Years After Series | Book 1 | Nine Years After
Page 14
She roamed the area and her eyes finally came to rest on a barren peak to the north. Most of it was solid gray granite with little vegetation other than a few stunted spots of green. It was steep, intimidating, and I could see no reason for anyone to ever go there. It was perfect.
From up on the side of the cliff, if we only climbed high enough to see over hill separating it from where the couple was staying in the next valley, we could watch with little danger of being seen. When they left, we’d go another direction.
On the way, we paused long enough to roll our tent tightly, gather our sleeping bags and other belongings, and inspect the area to make sure we left few clues as to where we went.
As seemed to be the new norm, Mayfield took the lead. I noticed she also stepped on hard rock, avoided passing close to shrubs or trees, and my eyes found few signs of her passing. Her foot turned over a small rock and the damp side was darker, but that would soon dry. I moved as carefully as her but turned the rock back to its regular position before continuing.

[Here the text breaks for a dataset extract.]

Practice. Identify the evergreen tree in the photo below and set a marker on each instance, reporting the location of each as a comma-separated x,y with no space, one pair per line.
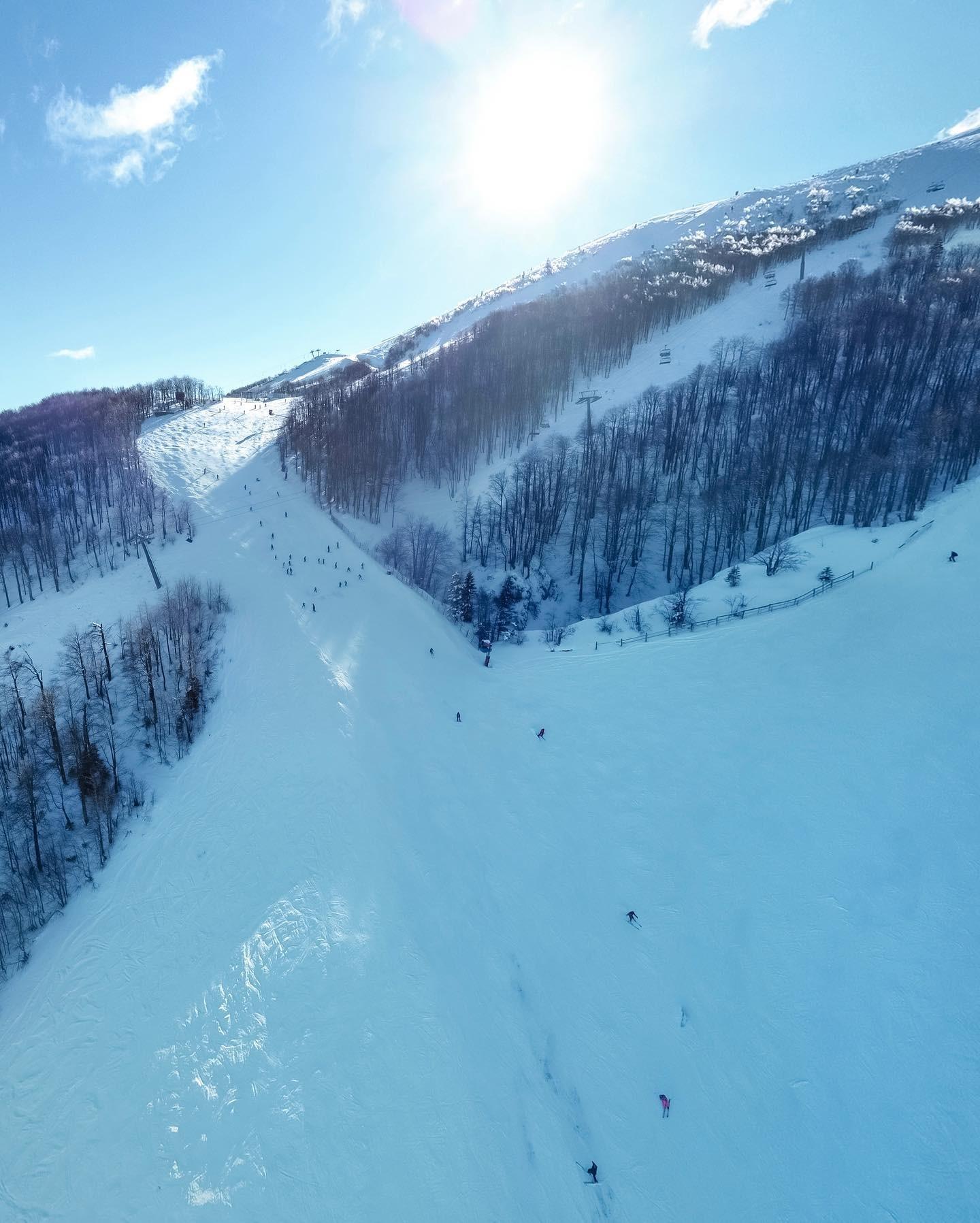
508,618
454,597
466,598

Not that we expected the couple camped over the next hill to find our campsite and track us, nor did I consider them a danger. From our vantage, with our superior weapons, we ruled our little empire.
However, we needed to learn the rules of living above ground and observation is a great way to find out. We’d already learned not to expose our skin to the sun for long periods. We wouldn’t make that mistake again.
While we knew there was far more to learn about tracking and avoiding being tracked, we were not so careless as the first few days when we trampled everything without consideration. Instead of winning a future battle with our rifles, we wanted to avoid them, to move as quietly as a soft breeze that is hardly noticed.
Mayfield slowed. She watched over her shoulder as we climbed a steep section. Then she paused and looked around for something. To our left was a little section of a shelf of rock with a flat surface, barely large enough for two bodies to fit side by side.
From there, we could watch below unseen, into the next valley. Below that ledge was a flat place of soft grass where we could set up our tent out of sight.
We didn’t believe they would come our way. There seemed to be no reason to ever climb up to our perch, so we felt relatively safe. However, we didn’t want to remain there day after day, either. We still had things to do and learn.
My backpack was noticeably less bulky from the amount of dried food we’d eaten. Even the number of tasteless power-bars were fewer. We were going to have to begin providing food for ourselves. We had no idea how to do that—at least, I didn’t. Mayfield might.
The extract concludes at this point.